Number of nodes in a tree or subtree? (How many
animals? How many mammals?)
- Rating:
- Not Available
- Process:
-
- Image:
-
- Answer:
- At present we do not count the number of nodes in a sub-tree,
although this could be implemented in the popup that currently reports the path
to a node. Metrics such as these are not used much by professional taxonomists
- the intended users of our tool.
Comparison of branches of the tree (Subtrees
with most nodes; are there more mammals or fish?)
- Rating:
- Not Available
- Process:
-
- Image:
-
- Answer:
- Again, we do not count the number of nodes in a sub-tree. Questions
of this nature could be answered using the current version of the software, but
answers would be obtained by manual inspection of the displayed
hierarchies.
Largest fanout (What is the largest group of
animals with same lineage?)
- Rating:
- Not Available
- Process:
-
- Image:
-
- Answer:
- At present we do not count the number of nodes in a sub-tree,
although this could be implemented in the popup that currently reports the path
to a node. Metrics such as these are not used much by professional taxonomists
- the intended users of our tool.
General visualization of trees: Known items
Which nodes have a particular string in their
label? (Find "giraffe" in a tree of animals)
- Rating:
- Strength
- Process:
- Type the name in the Search panel.
- Image:
-
- Answer:
- This is implemented in the Search panel.

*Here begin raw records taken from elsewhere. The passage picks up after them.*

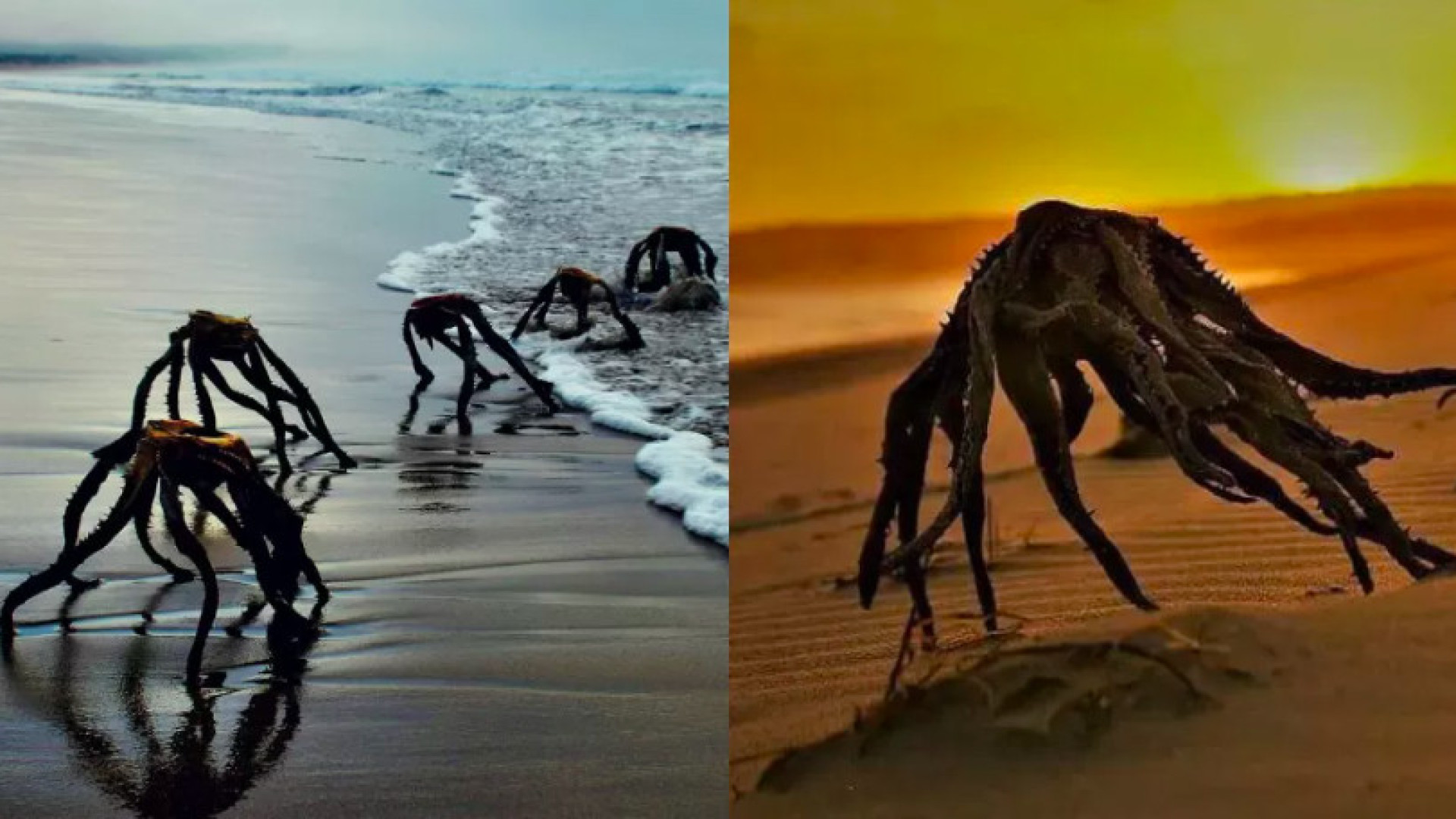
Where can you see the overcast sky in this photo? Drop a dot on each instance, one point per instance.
(430, 37)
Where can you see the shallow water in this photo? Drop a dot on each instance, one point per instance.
(513, 630)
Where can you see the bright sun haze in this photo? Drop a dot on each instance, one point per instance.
(871, 111)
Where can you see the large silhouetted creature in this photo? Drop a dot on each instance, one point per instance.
(161, 461)
(1177, 349)
(655, 246)
(577, 284)
(159, 763)
(433, 316)
(209, 338)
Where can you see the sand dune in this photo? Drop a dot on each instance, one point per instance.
(1378, 292)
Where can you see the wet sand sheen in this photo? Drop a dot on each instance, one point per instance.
(513, 629)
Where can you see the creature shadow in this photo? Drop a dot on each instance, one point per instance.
(191, 771)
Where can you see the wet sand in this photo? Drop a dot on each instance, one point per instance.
(804, 657)
(513, 632)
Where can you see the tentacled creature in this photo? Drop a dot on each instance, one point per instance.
(430, 318)
(162, 460)
(209, 338)
(655, 246)
(1178, 350)
(577, 284)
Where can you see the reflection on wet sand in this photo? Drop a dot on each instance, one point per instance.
(188, 773)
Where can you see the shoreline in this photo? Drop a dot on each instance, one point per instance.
(494, 595)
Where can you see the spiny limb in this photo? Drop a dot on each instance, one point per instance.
(509, 354)
(306, 406)
(425, 376)
(634, 338)
(271, 414)
(541, 306)
(139, 403)
(1381, 525)
(710, 257)
(273, 575)
(1024, 378)
(71, 558)
(193, 550)
(142, 522)
(634, 262)
(903, 460)
(981, 385)
(204, 401)
(175, 379)
(1141, 290)
(1075, 394)
(485, 376)
(468, 379)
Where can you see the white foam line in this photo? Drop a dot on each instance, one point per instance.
(686, 474)
(410, 271)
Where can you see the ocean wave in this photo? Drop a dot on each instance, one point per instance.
(551, 178)
(598, 86)
(688, 471)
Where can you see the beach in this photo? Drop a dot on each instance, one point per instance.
(1353, 722)
(513, 629)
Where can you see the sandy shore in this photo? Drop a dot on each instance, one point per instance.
(804, 656)
(514, 632)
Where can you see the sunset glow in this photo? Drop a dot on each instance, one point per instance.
(868, 111)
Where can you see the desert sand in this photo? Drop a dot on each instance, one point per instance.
(1338, 704)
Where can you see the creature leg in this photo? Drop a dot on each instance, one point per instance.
(193, 550)
(1075, 394)
(507, 353)
(1326, 491)
(72, 556)
(425, 376)
(541, 305)
(484, 376)
(175, 382)
(967, 490)
(692, 261)
(306, 406)
(903, 458)
(142, 522)
(1145, 369)
(1379, 525)
(271, 413)
(139, 403)
(468, 381)
(634, 338)
(1025, 379)
(204, 401)
(273, 580)
(661, 273)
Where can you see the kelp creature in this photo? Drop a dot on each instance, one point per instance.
(655, 246)
(1178, 350)
(433, 316)
(161, 461)
(577, 284)
(209, 338)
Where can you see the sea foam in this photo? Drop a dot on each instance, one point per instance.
(688, 471)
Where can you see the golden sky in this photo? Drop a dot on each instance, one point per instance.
(877, 110)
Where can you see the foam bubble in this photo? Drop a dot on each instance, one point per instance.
(688, 472)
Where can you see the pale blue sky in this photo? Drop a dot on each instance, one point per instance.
(424, 37)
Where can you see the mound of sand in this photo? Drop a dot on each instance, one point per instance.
(1335, 710)
(688, 295)
(1044, 695)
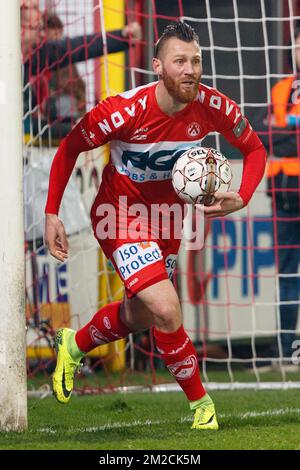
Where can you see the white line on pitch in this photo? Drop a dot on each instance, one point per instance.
(149, 422)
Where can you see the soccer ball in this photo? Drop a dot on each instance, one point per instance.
(199, 173)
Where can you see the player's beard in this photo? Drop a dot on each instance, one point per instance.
(174, 88)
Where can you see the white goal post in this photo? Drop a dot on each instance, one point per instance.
(13, 390)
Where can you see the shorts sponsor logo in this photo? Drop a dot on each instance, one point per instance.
(97, 337)
(184, 369)
(131, 258)
(170, 264)
(106, 323)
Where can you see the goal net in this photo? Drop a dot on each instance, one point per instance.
(229, 291)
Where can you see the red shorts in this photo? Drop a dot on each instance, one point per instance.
(140, 264)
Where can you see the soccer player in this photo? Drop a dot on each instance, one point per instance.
(147, 126)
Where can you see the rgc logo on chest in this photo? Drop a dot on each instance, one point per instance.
(132, 257)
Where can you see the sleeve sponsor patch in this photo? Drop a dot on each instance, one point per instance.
(240, 127)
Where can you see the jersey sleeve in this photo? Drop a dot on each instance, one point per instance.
(94, 130)
(238, 132)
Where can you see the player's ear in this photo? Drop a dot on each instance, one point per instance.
(157, 66)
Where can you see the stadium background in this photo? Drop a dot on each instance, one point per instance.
(229, 292)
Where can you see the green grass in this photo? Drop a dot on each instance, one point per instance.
(151, 421)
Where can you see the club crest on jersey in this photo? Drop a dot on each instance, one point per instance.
(193, 129)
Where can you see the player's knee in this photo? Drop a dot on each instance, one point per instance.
(168, 317)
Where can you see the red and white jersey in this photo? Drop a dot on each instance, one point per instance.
(145, 142)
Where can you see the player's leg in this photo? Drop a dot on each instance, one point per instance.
(160, 304)
(138, 264)
(107, 325)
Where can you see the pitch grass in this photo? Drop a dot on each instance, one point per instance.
(148, 421)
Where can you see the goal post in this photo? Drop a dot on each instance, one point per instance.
(13, 391)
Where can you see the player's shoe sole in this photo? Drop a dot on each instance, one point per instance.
(63, 376)
(205, 418)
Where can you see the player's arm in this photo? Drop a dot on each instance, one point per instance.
(239, 133)
(85, 136)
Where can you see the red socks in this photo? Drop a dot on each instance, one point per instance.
(105, 327)
(179, 355)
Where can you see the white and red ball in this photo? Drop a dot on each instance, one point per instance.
(199, 173)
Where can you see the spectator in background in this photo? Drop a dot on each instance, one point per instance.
(279, 132)
(42, 56)
(67, 94)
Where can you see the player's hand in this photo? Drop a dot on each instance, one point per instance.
(133, 31)
(224, 204)
(56, 238)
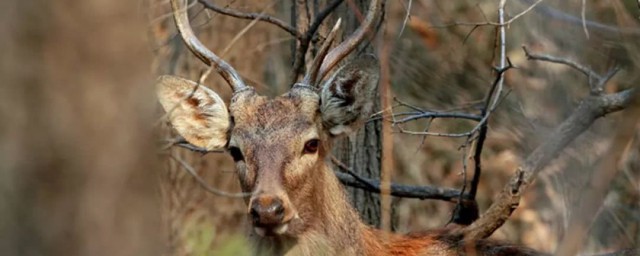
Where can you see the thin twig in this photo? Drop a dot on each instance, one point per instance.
(301, 51)
(252, 16)
(203, 183)
(489, 23)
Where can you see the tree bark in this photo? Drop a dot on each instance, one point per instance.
(361, 151)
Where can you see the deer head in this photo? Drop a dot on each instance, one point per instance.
(279, 145)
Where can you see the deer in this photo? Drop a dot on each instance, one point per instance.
(297, 206)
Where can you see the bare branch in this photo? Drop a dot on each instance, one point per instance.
(404, 191)
(590, 109)
(502, 23)
(203, 183)
(252, 16)
(349, 178)
(301, 51)
(595, 80)
(601, 181)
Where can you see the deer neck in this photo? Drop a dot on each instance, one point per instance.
(337, 229)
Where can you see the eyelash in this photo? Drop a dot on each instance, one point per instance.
(311, 146)
(236, 154)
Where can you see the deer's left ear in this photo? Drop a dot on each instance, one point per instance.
(347, 98)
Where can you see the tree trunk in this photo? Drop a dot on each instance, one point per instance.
(361, 151)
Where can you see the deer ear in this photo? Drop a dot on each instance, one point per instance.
(347, 98)
(196, 112)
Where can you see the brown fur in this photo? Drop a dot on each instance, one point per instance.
(318, 219)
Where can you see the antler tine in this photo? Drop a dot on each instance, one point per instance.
(202, 52)
(312, 74)
(350, 44)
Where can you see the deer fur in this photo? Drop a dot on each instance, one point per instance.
(269, 138)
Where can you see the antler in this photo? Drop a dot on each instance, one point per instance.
(312, 74)
(202, 52)
(347, 46)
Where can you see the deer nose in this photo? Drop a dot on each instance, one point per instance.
(267, 211)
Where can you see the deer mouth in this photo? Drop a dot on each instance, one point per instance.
(276, 230)
(290, 227)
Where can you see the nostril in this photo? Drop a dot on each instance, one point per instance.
(255, 214)
(278, 211)
(267, 211)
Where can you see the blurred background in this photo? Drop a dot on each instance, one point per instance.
(83, 157)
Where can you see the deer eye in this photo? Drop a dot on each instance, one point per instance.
(236, 154)
(311, 146)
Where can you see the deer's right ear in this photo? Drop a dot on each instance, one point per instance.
(196, 112)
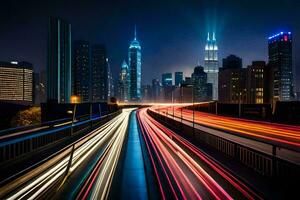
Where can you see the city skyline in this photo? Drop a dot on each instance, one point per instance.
(249, 41)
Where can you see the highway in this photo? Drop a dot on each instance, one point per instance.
(49, 177)
(185, 172)
(286, 135)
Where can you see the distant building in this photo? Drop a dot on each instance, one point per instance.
(134, 62)
(111, 82)
(201, 88)
(81, 70)
(16, 82)
(232, 81)
(166, 79)
(99, 74)
(258, 83)
(281, 62)
(178, 78)
(59, 61)
(124, 83)
(211, 64)
(156, 90)
(146, 93)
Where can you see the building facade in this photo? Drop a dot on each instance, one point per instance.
(232, 81)
(59, 61)
(124, 83)
(178, 78)
(156, 90)
(135, 63)
(201, 89)
(211, 63)
(166, 79)
(258, 83)
(16, 82)
(281, 62)
(81, 70)
(99, 73)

Locate a node knowing its path
- Rating:
- Strength
- Process:
- Descend the path by expanding nodes in the Hierarchy Comparison
panel until the required node is found.
- Image:
-
- Answer:
- If you know the path to a node then you can find it simply by
expanding parent nodes sequentially until the node is found.
Go back to a node you have visited before
- Rating:
- Not Available
- Process:
-
- Image:
-
- Answer:
- At present we do not have a history or bookmark mechanism, although
we can appreciate the utility of such a facility in a tree exploration and
navigation context.
General visualization of trees: Labeling
Review all the labels in a subtree
- Rating:
- Strength
- Process:
- Summarised in the Hierarchy Comparison panel and the Assignment
table.
- Image:
-
- Answer:
- Lists of names are important to taxonomists (e.g. a list of the
members of a genus). At present this is supported through the hierarchy
comparison panel, and in the appropriate Assignment Table tab (e.g. the Common
Nodes tab if all the nodes in the sub-tree are common to both trees).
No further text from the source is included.